Assistant U.S. Attorney Benet Kearney said the Seefrieds’ conduct and words, captured on video, made their intentions “crystal clear.”
“They thought the election was stolen and they were upset about it,” Kearney said.
McFadden, whom President Donald Trump nominated in 2017, presided over two previous bench trials for Capitol riot defendants. He acquitted one of all charges and partially acquitted another.
The Seefrieds’ trial included the first public testimony of Capitol Police officer Eugene Goodman, who has been lauded for his bravery during the Jan. 6, 2021, attack by a mob of Trump supporters. Goodman led a group of rioters away from the Senate chamber as senators and then-Vice President Mike Pence were being evacuated. He also directed Sen. Mitt Romney, R-Utah, to turn around and head away from the mob.
Goodman encountered Kevin Seefried before the mob chased the officer up a set of stairs. The officer said the elder Seefried cursed at him and jabbed at him with the base end of his flagpole three or four times without making contact with him.
Another Capitol police officer who confronted the mob near the Senate chamber recalled that Kevin Seefried asked, “Why are you protecting them?”
“I assumed he was talking about Congress,” Officer Brian Morgan testified.
The charges against both Kevin and Hunter Seefried include one felony count: obstruction of an official proceeding. They weren’t charged with assaulting any officers.
Neither defendant testified at their trial.
The father and son traveled to Washington from their home in Laurel, Delaware, to hear Trump’s speech at the “Stop the Steal” rally on Jan. 6. They were among the first rioters to approach the building near the Senate Wing Door, according to prosecutors.
After watching other rioters use a police shield and a wooden plank to break a window, Hunter Seefried used a gloved fist to clear a shard of glass in one of the broken windowpanes, prosecutors said.
FBI agents said they didn’t find any evidence linking Kevin Seefried or his son to any far-right extremist groups.
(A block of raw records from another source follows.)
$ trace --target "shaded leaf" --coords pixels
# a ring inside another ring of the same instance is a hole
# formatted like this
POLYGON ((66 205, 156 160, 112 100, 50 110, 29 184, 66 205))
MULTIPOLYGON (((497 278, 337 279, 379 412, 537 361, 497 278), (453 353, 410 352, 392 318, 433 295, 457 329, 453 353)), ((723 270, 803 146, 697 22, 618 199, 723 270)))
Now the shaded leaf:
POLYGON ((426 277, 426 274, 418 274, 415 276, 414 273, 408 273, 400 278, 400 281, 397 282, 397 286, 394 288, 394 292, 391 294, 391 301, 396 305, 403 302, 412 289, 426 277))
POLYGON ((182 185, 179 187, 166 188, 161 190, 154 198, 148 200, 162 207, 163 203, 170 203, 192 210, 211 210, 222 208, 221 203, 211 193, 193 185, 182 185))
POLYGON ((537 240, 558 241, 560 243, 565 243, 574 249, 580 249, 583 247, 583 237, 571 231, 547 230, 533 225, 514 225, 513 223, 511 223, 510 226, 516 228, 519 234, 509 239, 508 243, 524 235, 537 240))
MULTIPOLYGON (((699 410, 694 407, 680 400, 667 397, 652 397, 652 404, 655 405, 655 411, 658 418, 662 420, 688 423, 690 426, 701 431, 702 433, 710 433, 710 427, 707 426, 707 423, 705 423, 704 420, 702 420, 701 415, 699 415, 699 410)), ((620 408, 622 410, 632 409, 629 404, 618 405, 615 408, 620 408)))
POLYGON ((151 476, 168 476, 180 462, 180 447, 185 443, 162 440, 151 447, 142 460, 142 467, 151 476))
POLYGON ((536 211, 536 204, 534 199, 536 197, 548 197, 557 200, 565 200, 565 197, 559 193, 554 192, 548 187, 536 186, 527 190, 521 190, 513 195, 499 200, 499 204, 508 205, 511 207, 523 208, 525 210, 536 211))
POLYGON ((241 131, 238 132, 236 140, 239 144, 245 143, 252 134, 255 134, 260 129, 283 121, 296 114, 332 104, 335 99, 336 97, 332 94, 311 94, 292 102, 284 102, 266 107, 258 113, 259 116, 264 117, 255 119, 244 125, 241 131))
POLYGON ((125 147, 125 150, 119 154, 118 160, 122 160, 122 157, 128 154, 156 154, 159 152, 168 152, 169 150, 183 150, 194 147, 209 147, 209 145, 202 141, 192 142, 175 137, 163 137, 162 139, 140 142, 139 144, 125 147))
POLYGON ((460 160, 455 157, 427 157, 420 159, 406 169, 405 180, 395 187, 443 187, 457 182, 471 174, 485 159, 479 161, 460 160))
Kevin Seefried told an agent that he didn’t view the Confederate flag as a symbol of racist hate.
In April, McFadden acquitted New Mexico resident Matthew Martin of misdemeanor charges that he illegally entered the Capitol and engaged in disorderly conduct after he walked into the building.
In March, McFadden acquitted a New Mexico elected official, Couy Griffin, of engaging in disorderly conduct but convicted him of illegally entering restricted Capitol grounds.
Separately on Tuesday, a former city councilman in West Virginia was sentenced to 45 days in prison for breaching the Capitol during the riot. Eric Barber was sentenced by a federal judge in Washington for his December guilty plea to a misdemeanor count of illegally entering the Capitol.
Barber also was given a seven-day sentence, which the judge suspended, for stealing a portable battery charger from a media stand inside the Capitol.
Barber was ordered to pay $500 restitution for damage done to the Capitol and for the cost of the charger.
More than 800 cases have been brought so far in the largest prosecution in Justice Department history. So far, the criminal investigation has focused primarily on the hundreds of Trump supporters who broke through police barricades, shattered windows, attacked officers and stormed into the Capitol.
More than 300 other defendants have pleaded guilty to riot offenses, mostly misdemeanors. Approximately 100 others have trial dates in 2022 or 2023.